Faced with endemic timber theft and uneven government enforcement, logging companies in Chile have agreed to new guidelines meant to cut down on the sale of illegal wood.
On August 11, six of Chile’s largest logging unions joined forces to establish a campaign to combat timber trafficking and theft, which results in losses of over $70 million a year, according to organizers. In May, police stopped one convoy of seven trucks carrying 161 meters of stolen pine wood, worth an estimated $10.5 million.
The framework, named “Buena Madera, confiable desde su origen,” (Good wood, with a trustworthy origin), has three aims: to educate consumers about the origin of the wood they buy, to protect workers and small and medium enterprises in the timber industry and to develop a system to track illegal wood, starting from supervising each truck carrying timber.

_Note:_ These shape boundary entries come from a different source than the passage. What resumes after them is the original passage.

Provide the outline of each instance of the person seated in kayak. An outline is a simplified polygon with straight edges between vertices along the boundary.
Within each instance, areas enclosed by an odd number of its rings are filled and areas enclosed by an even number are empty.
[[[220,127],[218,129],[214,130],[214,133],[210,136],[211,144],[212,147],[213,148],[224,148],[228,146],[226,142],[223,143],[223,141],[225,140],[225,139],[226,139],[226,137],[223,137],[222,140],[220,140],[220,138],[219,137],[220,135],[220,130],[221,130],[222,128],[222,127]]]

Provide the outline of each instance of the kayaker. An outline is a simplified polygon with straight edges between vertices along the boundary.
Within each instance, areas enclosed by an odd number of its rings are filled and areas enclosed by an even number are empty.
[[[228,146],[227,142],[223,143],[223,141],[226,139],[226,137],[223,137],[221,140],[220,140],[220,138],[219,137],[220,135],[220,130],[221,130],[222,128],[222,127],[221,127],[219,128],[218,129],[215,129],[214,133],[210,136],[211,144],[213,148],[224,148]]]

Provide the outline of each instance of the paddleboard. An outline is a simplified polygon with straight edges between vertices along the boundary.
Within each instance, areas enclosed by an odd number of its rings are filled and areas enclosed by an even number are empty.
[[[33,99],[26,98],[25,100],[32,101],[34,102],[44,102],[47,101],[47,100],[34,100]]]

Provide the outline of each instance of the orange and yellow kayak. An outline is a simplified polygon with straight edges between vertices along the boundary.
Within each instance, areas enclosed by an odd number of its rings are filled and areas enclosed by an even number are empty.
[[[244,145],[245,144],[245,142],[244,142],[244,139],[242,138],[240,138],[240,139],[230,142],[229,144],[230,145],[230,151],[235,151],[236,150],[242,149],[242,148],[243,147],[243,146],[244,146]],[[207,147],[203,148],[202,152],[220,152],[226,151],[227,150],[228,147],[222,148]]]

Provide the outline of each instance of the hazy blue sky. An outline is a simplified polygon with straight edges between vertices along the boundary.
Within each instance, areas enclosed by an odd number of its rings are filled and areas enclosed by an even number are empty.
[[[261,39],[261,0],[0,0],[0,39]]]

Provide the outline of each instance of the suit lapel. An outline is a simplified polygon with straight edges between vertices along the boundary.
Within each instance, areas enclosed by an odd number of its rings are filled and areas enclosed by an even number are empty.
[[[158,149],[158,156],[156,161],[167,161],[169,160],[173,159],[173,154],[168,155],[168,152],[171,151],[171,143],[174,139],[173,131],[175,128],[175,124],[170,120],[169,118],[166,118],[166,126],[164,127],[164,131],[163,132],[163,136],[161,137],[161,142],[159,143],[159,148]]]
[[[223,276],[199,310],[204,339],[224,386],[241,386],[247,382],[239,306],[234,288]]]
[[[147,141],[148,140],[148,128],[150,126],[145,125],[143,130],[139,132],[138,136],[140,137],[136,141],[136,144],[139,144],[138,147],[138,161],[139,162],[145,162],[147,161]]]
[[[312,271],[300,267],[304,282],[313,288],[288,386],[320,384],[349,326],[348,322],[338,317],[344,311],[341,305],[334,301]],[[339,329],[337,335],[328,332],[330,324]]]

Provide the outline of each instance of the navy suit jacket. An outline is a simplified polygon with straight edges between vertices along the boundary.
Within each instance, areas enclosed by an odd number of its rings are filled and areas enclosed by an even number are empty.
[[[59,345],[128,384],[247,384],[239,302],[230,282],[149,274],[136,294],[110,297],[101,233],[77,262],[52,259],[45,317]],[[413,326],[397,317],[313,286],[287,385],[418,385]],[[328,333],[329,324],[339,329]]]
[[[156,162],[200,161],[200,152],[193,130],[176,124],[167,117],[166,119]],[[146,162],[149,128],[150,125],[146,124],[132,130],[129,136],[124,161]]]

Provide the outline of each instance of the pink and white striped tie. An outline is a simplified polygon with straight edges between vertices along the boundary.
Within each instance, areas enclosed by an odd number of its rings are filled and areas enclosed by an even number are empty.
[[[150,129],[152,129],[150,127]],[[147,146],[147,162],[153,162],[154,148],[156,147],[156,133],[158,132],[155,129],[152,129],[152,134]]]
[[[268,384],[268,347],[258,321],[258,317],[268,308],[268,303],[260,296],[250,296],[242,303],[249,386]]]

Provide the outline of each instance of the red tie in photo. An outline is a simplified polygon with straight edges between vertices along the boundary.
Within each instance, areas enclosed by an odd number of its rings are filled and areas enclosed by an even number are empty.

Sixty-five logging companies, accounting for 70 percent of Chile’s wood production, have signed up to abide by the new guidelines, which require them to provide more thorough information on the origin, destination and legality of their timber.
SEE ALSO: Chile News and Profile
The unions involved stated that this move was all the more necessary due to weak government support for the issue.
In August 2018, the Chilean Senate introduced a bill to strengthen law enforcement surrounding logging theft and improve the prosecution of the criminals involved. But the bill was rejected by the Senate in January 2020. A new bill with similar goals was presented in March 2021 but has not yet been voted on.
This legislative deadlock has come amid repeated attacks on logging workers, who have also seen their families and homes targeted and their machinery stolen.
Accusations of lackluster government enforcement are nothing new. Last September, the head of Chile's forestry workers' union, René Muñoz, lambasted the government as being "cowards because they have the tools but don't want to do anything."
InSight Crime Analysis
Chile's logging industry has a notorious history of criminal involvement, from international smuggling rings to stealing entire truckloads of legally felled wood.
According to a report by BioBioChile, illegal loggers operate by trespassing in forests owned by licensed logging firms, removing the wood, and then loading it up onto trucks to take to ports.
Other times, gunmen will hijack already trucks loaded with timber.
Timber traffickers will then falsify information about the wood's origins, masking it as legally sourced to allow it to be shipped and sold.
The Buena Madera framework is targeting this particular issue by raising the standard for background information on wood shipments.
SEE ALSO: Convoys of Stolen Wood – Widespread Theft in Chile’s Logging Industry
But not all issues in Chile's logging industry can be solved by tighter regulations. The Indigenous Mapuche people have a long history of grievances against the logging industry, accusing companies of repeatedly encroaching on their lands and destroying natural resources.
In 2020 and 2021, dozens of trucks belonging to timber companies have been set on fire, allegedly by Mapuche community members, amid a range of violent acts targeting officials and businesses.